Semantic search actually does okay on this one. The first two results are from worldbuilding projects and are obviously wrong, but the next three are from the “Automata Character Builder” project. This is, I recall, the project that used the FSM, so this is a promising result. The excerpt from the fourth result even shows, “I’m in the process of replacing XState [an FSM library]…” Very encouraging.

FTS, in contrast, falls down on the job with this query. Only three results total, and only two from the correct project. The “TTRPG Character Creation States” thread, however, is really about the decision to use a FSM, not the later decision to remove it.

Hybrid again is the result of its inputs. In contrast to the previous searches, the hybrid results are polluted in this case by the FTS results. This pushes the correct result, which is the “StartCharacterCommand Necessity” thread, out of the top five.

Keyword
Semantic
Hybrid

Click any to enlarge

Why RRF behaves the way it does

Reciprocal rank fusion (RRF) computes scores roughly as “sum over search modes of 1/(60+rank)”. A result at FTS rank 1 with no semantic ranking scores ~0.0164. A result at FTS rank 4 plus semantic rank 10 scores ~0.030 — almost 2x higher. RRF rewards consistency across search modes and penalizes confident asymmetric signals. It assumes both search modes are roughly competent on every query.

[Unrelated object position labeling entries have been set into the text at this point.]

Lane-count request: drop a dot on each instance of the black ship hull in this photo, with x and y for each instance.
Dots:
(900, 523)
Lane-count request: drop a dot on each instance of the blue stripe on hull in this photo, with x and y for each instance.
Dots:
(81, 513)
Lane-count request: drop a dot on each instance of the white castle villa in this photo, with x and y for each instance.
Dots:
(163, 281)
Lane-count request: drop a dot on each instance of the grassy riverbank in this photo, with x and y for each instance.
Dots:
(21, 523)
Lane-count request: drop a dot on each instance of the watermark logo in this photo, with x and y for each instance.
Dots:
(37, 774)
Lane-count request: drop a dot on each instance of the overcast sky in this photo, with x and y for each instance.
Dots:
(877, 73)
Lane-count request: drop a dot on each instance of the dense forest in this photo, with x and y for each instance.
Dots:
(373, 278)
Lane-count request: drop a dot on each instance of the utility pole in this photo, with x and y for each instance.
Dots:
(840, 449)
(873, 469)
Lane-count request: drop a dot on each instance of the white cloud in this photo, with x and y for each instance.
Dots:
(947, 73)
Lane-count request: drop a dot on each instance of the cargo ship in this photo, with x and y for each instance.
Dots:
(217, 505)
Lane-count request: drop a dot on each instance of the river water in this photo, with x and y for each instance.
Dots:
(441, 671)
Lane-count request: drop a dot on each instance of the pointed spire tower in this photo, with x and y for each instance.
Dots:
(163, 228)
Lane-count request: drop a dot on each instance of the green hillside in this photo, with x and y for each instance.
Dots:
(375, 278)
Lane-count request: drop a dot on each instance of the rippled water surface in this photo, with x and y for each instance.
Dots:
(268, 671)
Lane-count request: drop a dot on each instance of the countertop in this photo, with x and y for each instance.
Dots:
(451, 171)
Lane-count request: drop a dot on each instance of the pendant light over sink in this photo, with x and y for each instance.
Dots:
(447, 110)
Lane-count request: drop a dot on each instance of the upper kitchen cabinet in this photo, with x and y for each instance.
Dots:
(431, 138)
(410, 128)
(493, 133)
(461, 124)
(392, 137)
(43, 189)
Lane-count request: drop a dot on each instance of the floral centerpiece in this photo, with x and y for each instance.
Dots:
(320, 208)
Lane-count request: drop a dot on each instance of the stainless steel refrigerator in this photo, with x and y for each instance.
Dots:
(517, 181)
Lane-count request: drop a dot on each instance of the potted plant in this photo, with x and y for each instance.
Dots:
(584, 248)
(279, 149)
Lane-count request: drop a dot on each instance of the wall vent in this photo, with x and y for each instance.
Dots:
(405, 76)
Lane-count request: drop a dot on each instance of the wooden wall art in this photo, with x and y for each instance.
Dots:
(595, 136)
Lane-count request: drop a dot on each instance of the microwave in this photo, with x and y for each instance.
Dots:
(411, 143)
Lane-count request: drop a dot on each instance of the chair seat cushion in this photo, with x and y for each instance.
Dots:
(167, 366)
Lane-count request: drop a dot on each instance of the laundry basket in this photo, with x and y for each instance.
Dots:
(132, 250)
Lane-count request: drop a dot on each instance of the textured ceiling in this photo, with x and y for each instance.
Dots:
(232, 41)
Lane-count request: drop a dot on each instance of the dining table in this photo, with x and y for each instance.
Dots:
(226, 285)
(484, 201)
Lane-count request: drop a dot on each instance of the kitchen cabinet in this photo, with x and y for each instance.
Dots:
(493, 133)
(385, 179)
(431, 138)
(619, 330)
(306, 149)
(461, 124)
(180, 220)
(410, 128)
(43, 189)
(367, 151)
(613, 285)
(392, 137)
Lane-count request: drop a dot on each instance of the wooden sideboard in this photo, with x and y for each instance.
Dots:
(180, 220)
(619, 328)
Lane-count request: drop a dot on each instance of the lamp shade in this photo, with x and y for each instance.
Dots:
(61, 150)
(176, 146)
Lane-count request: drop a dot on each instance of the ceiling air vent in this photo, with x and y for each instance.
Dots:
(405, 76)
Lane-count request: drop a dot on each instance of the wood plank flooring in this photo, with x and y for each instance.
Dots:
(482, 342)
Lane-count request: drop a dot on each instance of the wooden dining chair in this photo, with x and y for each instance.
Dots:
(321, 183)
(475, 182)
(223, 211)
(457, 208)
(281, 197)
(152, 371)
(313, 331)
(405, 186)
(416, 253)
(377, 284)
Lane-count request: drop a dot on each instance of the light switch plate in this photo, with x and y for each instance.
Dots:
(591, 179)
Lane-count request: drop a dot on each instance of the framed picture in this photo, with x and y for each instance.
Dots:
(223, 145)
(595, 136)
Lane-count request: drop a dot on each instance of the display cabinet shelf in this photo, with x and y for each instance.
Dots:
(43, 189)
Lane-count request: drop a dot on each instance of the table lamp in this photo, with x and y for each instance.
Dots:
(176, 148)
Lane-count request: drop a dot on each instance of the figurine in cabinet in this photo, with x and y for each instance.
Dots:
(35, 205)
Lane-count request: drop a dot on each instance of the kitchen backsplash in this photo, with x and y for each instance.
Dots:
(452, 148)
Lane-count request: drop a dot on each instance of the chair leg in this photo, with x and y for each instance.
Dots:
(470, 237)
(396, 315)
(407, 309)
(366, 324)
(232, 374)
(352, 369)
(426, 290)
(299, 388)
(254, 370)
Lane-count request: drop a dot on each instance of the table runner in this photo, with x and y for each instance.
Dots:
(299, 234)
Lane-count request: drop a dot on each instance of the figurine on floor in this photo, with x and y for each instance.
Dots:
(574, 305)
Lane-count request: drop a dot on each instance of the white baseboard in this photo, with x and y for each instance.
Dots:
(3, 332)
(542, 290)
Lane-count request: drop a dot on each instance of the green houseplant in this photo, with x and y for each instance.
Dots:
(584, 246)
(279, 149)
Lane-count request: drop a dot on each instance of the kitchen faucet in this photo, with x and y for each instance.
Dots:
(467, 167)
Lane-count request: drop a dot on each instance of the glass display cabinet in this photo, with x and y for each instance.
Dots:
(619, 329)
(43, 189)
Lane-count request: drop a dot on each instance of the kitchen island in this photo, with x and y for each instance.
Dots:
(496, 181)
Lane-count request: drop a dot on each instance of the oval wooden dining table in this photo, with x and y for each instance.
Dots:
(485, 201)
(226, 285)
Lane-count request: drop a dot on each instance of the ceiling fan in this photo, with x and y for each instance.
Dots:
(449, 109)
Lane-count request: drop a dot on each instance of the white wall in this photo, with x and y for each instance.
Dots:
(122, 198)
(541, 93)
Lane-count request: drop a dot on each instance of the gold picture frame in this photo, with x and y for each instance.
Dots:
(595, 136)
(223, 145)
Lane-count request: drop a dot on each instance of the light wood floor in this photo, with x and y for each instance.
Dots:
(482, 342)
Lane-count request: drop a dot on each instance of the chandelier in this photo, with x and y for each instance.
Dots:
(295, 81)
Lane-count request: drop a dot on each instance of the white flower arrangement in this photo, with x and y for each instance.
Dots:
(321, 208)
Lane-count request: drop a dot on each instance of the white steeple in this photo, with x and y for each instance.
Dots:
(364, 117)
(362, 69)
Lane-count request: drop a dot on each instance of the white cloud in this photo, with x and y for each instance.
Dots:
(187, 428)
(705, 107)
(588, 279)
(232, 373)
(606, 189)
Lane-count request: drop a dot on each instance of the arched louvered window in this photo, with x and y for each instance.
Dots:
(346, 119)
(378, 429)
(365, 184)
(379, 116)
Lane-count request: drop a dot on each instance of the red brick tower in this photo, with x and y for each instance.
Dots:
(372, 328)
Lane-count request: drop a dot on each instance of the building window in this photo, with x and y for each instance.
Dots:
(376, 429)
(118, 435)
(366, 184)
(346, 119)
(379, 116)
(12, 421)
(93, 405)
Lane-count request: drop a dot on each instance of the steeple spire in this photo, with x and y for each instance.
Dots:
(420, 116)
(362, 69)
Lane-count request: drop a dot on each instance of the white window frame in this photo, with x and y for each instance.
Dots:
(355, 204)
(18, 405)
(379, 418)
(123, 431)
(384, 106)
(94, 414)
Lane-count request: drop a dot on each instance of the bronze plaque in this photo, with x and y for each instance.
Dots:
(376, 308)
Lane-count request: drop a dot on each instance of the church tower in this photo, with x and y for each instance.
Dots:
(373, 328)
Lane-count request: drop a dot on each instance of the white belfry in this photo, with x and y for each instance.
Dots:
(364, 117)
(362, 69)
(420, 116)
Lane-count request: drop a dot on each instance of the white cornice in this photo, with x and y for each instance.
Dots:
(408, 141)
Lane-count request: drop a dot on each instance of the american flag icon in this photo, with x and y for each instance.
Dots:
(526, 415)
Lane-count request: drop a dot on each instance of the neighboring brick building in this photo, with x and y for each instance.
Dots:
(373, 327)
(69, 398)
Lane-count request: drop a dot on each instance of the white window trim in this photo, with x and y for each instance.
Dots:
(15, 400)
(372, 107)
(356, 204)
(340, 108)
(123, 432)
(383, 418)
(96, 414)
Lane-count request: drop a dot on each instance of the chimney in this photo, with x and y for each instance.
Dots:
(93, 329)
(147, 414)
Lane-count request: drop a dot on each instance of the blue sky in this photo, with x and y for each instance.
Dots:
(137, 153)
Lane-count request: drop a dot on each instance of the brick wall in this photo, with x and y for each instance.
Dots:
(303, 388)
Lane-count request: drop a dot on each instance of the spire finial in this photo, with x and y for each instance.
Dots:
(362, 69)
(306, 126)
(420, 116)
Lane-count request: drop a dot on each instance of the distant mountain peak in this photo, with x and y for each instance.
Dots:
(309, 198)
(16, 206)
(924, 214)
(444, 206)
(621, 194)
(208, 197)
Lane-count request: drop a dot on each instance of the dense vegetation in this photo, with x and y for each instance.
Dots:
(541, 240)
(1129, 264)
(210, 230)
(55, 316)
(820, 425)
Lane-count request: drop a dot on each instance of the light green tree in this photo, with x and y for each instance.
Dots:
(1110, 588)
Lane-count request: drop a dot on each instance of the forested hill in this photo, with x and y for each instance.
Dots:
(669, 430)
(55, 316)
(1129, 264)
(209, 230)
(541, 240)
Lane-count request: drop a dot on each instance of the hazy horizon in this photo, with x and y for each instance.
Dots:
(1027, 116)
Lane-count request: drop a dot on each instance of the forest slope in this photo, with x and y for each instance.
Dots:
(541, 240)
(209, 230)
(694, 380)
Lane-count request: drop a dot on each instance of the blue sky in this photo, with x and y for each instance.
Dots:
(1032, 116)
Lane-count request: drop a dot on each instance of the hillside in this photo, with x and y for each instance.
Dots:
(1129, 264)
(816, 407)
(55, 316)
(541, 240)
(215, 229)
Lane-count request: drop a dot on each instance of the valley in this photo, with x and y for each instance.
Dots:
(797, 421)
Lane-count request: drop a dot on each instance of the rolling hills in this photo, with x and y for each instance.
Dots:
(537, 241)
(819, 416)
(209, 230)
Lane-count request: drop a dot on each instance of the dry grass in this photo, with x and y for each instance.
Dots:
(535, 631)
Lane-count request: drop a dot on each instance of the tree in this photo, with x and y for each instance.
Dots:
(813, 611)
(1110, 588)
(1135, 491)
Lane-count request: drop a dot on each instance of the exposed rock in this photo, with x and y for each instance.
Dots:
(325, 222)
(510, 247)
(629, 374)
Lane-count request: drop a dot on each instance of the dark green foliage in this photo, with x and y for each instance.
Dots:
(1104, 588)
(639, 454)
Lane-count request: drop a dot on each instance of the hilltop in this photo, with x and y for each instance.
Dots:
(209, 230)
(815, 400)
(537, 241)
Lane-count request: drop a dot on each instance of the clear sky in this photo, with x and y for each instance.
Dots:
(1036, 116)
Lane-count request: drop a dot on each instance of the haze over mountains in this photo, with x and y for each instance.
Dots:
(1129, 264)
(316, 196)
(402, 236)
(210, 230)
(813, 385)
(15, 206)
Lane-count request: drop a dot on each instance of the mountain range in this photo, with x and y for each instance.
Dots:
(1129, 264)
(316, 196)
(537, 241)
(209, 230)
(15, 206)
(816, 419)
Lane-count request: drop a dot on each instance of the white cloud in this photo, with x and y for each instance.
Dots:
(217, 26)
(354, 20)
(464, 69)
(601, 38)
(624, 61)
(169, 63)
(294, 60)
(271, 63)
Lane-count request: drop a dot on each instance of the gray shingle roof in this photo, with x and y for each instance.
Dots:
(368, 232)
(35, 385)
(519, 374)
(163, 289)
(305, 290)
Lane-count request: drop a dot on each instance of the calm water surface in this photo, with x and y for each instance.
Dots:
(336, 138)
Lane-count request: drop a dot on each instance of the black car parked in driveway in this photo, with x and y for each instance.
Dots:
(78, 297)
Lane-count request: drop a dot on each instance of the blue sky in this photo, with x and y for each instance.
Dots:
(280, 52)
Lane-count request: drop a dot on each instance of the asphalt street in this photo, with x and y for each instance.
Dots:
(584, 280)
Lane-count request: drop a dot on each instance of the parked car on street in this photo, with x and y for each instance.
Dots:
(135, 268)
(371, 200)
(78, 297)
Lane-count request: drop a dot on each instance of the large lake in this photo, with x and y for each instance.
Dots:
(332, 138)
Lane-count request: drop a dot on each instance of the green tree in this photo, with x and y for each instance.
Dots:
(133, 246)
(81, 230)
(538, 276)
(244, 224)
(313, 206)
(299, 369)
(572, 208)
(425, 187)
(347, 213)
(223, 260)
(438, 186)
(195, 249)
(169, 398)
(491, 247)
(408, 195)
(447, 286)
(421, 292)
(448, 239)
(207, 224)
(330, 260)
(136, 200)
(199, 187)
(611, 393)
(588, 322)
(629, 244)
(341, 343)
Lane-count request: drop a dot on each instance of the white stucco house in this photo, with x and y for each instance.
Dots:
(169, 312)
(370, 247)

For complex queries on a real-world corpus, however, that assumption breaks. On the searches I’ve discussed here, often FTS and semantic return completely different lists, so RRF struggles to find the commonality between them. If the correct result is the fourth item in the FTS list, for example, it gets pushed out of the hybrid top-5 if RRF interleaves the results. Oftentimes, semantic search is much less competent than FTS, but because RRF treats them equally, the crappy results get ranked alongside the good ones.

It’s important to note that this is not a bug. RRF is working correctly. I’ve just broken its assumption, so I’d expect that performance is pretty poor in an absolute sense. And that’s exactly what the queries show.

Conclusions

On a curated corpus like MTEB, hybrid search does well because it’s optimized for the demo case. Queries are standardized. Results are known. That’s what makes it a useful benchmark.

On a real world corpus, however, hybrid search is the worst of both worlds. In the example above, one search mode or the other dominates. Usually, that’s FTS, but there is one example where semantic search does all the lifting. The hybrid results, which rely on RRF to merge results from both search modes, are dragged down by the underperforming mode.

These results illustrate that the correct search mode depends on the underlying corpus and the query itself. The default search mode for a given corpus should be selected based on testing and empirical data, not hype, trends, or even best practices. My personal corpus, the one that was used in this testing, is highly heterogeneous. More homogenous corpora may benefit more from semantic or even hybrid searching.

On a personal note, this was a fun and successful project that I put together in less than a week, thanks to Claude Code. Model vendors will continue to change — I’d be surprised if I don’t switch from Claude to some other model within the next year or so. The conversations where I worked out my best ideas don’t change and shouldn’t have to. Convex allows me to continue to access them even after changing vendors.